Calcio
In ginocchio da te, giocati come Carmelo Bene
Stefano Olivari 12/08/2023
Chi si ricorda di Carmelo Bene? Un facile sondaggio dimostrerebbe che anche persone non ignoranti risponderebbero come Fedez su Strehler e del resto anche noi fenomeni ai nostri tempi, senza Google, non è che fossimo tanto informati sul teatro italiano di trenta anni prima. Detto questo, chi ha avuto la fortuna anche da non esperto di teatro di assistere a uno spettacolo di Bene (nella nostra modestia lo vedemmo al Lirico nel Macbeth) di sicuro apprezzerà In ginocchio da te, il libro pubblicato da Gog che raccoglie il pensiero sportivo dal grande attore, espresso nella sua rubrica sul Messaggero dal 1982 al 1985 e negli interventi a Zona, su Telepiù, a fine anni Novanta.

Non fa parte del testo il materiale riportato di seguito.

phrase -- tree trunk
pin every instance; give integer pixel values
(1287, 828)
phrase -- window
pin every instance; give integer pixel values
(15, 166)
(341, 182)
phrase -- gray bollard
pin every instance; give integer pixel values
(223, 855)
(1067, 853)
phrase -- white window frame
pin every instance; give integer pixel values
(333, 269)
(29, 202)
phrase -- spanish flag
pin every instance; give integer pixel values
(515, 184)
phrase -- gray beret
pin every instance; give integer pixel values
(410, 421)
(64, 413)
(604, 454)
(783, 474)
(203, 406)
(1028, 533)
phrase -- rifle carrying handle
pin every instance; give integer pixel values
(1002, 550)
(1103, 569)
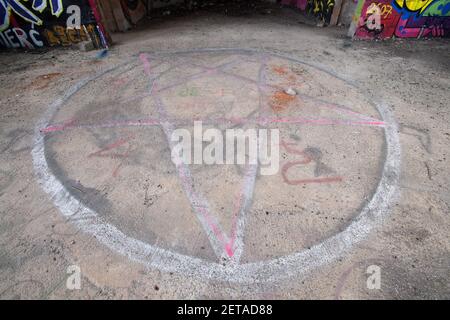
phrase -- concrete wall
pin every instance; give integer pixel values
(38, 23)
(380, 19)
(322, 9)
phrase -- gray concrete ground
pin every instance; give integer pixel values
(87, 180)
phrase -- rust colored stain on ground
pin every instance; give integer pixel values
(279, 70)
(280, 101)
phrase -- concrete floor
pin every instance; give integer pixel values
(86, 179)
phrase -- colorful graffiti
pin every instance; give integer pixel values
(403, 19)
(322, 9)
(39, 23)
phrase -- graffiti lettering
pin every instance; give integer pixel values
(409, 19)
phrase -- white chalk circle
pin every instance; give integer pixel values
(165, 260)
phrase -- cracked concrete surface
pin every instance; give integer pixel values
(124, 173)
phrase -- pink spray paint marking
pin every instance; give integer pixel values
(184, 174)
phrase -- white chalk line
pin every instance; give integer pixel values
(271, 270)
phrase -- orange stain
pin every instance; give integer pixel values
(280, 101)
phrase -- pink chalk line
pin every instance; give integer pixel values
(233, 120)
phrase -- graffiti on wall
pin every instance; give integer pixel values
(322, 9)
(38, 23)
(404, 19)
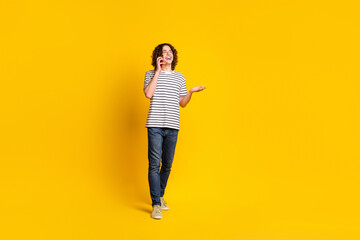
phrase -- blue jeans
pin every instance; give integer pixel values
(161, 146)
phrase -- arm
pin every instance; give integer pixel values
(150, 88)
(183, 101)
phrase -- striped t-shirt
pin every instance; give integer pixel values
(164, 105)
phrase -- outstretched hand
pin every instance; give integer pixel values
(197, 89)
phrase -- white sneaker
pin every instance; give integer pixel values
(163, 204)
(156, 212)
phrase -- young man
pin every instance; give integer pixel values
(166, 89)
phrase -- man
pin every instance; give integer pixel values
(166, 89)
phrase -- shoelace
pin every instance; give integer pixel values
(157, 210)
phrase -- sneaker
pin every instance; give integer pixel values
(156, 212)
(163, 204)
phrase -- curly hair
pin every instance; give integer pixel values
(158, 53)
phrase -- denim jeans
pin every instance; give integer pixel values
(161, 148)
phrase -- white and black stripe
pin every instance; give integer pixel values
(164, 105)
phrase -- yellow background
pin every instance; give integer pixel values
(270, 150)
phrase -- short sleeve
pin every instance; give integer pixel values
(147, 79)
(183, 91)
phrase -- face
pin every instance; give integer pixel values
(167, 54)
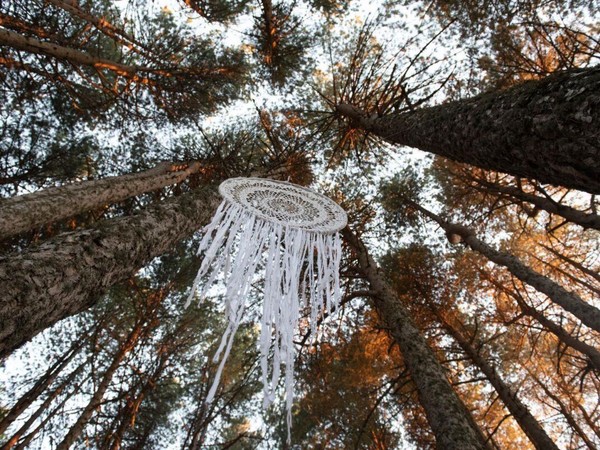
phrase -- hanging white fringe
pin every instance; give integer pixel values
(289, 233)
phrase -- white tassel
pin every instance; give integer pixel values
(298, 265)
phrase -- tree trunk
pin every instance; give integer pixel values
(118, 34)
(65, 275)
(524, 418)
(447, 415)
(40, 385)
(12, 442)
(26, 212)
(588, 314)
(80, 58)
(129, 343)
(563, 335)
(128, 416)
(573, 423)
(586, 220)
(545, 129)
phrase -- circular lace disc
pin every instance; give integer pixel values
(285, 203)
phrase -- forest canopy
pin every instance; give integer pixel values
(461, 137)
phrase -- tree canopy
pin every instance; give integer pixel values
(461, 137)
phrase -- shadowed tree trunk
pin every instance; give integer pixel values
(520, 412)
(138, 74)
(563, 335)
(586, 220)
(447, 415)
(565, 411)
(588, 314)
(67, 274)
(43, 408)
(545, 129)
(40, 386)
(26, 212)
(132, 338)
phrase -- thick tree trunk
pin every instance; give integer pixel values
(588, 314)
(26, 212)
(521, 414)
(545, 129)
(65, 275)
(447, 415)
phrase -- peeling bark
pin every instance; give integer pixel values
(67, 274)
(447, 415)
(546, 129)
(26, 212)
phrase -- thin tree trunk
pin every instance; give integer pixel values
(118, 34)
(595, 275)
(545, 129)
(127, 418)
(270, 31)
(26, 212)
(129, 343)
(12, 442)
(573, 423)
(563, 335)
(586, 220)
(520, 412)
(67, 274)
(41, 384)
(588, 314)
(447, 415)
(80, 58)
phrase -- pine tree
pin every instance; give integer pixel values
(537, 129)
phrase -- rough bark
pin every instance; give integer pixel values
(67, 274)
(446, 414)
(26, 212)
(586, 313)
(520, 412)
(545, 129)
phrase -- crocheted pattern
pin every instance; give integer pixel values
(285, 203)
(287, 235)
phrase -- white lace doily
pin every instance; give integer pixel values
(285, 203)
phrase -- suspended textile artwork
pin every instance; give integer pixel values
(288, 236)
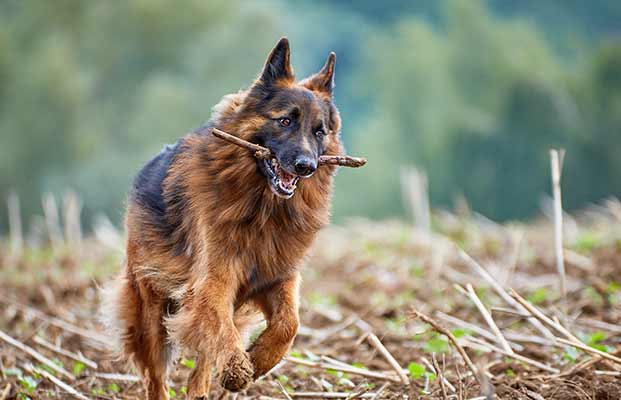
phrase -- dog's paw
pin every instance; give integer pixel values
(237, 373)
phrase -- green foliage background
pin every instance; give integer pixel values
(474, 92)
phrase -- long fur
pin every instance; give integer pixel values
(205, 233)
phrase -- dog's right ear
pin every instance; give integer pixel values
(278, 66)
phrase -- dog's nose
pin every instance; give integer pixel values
(305, 166)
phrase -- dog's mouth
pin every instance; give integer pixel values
(281, 182)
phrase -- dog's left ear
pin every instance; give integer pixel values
(278, 64)
(322, 81)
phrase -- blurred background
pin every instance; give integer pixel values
(472, 92)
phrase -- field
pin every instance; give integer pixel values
(494, 289)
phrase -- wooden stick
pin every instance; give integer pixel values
(556, 162)
(502, 292)
(57, 349)
(328, 395)
(452, 339)
(351, 370)
(35, 354)
(589, 349)
(374, 340)
(488, 318)
(283, 390)
(69, 389)
(6, 391)
(543, 318)
(440, 375)
(514, 355)
(263, 153)
(103, 340)
(116, 377)
(380, 391)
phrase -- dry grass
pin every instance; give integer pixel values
(360, 338)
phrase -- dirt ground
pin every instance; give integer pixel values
(360, 338)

Sì, perché Bene non è materia solo per gli studiosi delle avanguardie teatrali ma era anche un personaggio superpop, a volte ospite da Biscardi e comunque attento a tutto il mondo, non soltanto a quello intorno al palcoscenico. Non sapendo niente di teatro, di Bene ci affascinava il fatto che nel 1982 fosse probabilmente l’unico italiano a non essere salito sul carro di Bearzot: della Nazionale campione del mondo disprezzava non il gioco all’italiana, che comunque da cultore del Brasile detestava, ma paradossalmente il fatto che le quattro partite decisive non c’entrassero niente con l’ideologia di quella squadra. In altre parole, Bene non sopportava, e nella rubrica per il Messaggero lo spiega bene, che una vittoria ottenuta giocando fuori dagli schemi fosse passata per una vittoria nel solco della tradizione, con tanto di presa in giro di chi aveva provato a giocare a calcio.
Va da sé che la squadra preferita di Bene fosse la Roma di Liedholm, più che preferita l’unica degna di essere definita squadra di calcio, l’unica con un centrocampo che costruisse qualcosa, contrariamente alla tradizione italiana. Una Roma che durante la sua stagione d’oro, quella 1982-83, si presentò al completo, da Liedholm a Chierico, al teatro Quirino per assistere al Macbeth nella versione di Bene, con tanto di incontro nei camerini. Bene della Roma nemmeno era tifoso (lo era del Milan), ma da esteta sapeva capire, a teatro, nel calcio e in ogni aspetto della vita, la differenza fra chi gioca, per quanto bravo sia, e chi è “è giocato”. Il professionista gioca, il fuoriclasse è giocato ed è fuoriclasse non perché colpisca il pallone meglio degli altri ma perché fa cose al di là della sua volontà.
È evidente che Bene pensasse anche a sé stesso, attore ‘agito’ e non schiavo del compitino per un pubblico morto. Giocato era Falcão, idolo assoluto dell’attore salentino, in una Roma che secondo Bene per essere perfetta avrebbe dovuto giocare senza Pruzzo, da sostituire con Socrates. In alternativa Roma con Pruzzo ma comprando per il centrocampo Cerezo: cosa che poi si sarebbe verificata. Interessanti le riflessioni sulla vittoria, che non è alzare la coppa ma esportare la propria cultura (detta così siamo in zona Adani, ma Bene la spiega meglio) e un po’ forzati gli interventi registrati per Telepiù, ma in ogni riga intelligenza pura (straordinaria la spiegazione della classe di Borg) e amore per lo sport da competente, senza intellettualismi se non per prendere in giro gli intellettuali, oltre ai giornalisti sportivi, Brera in testa.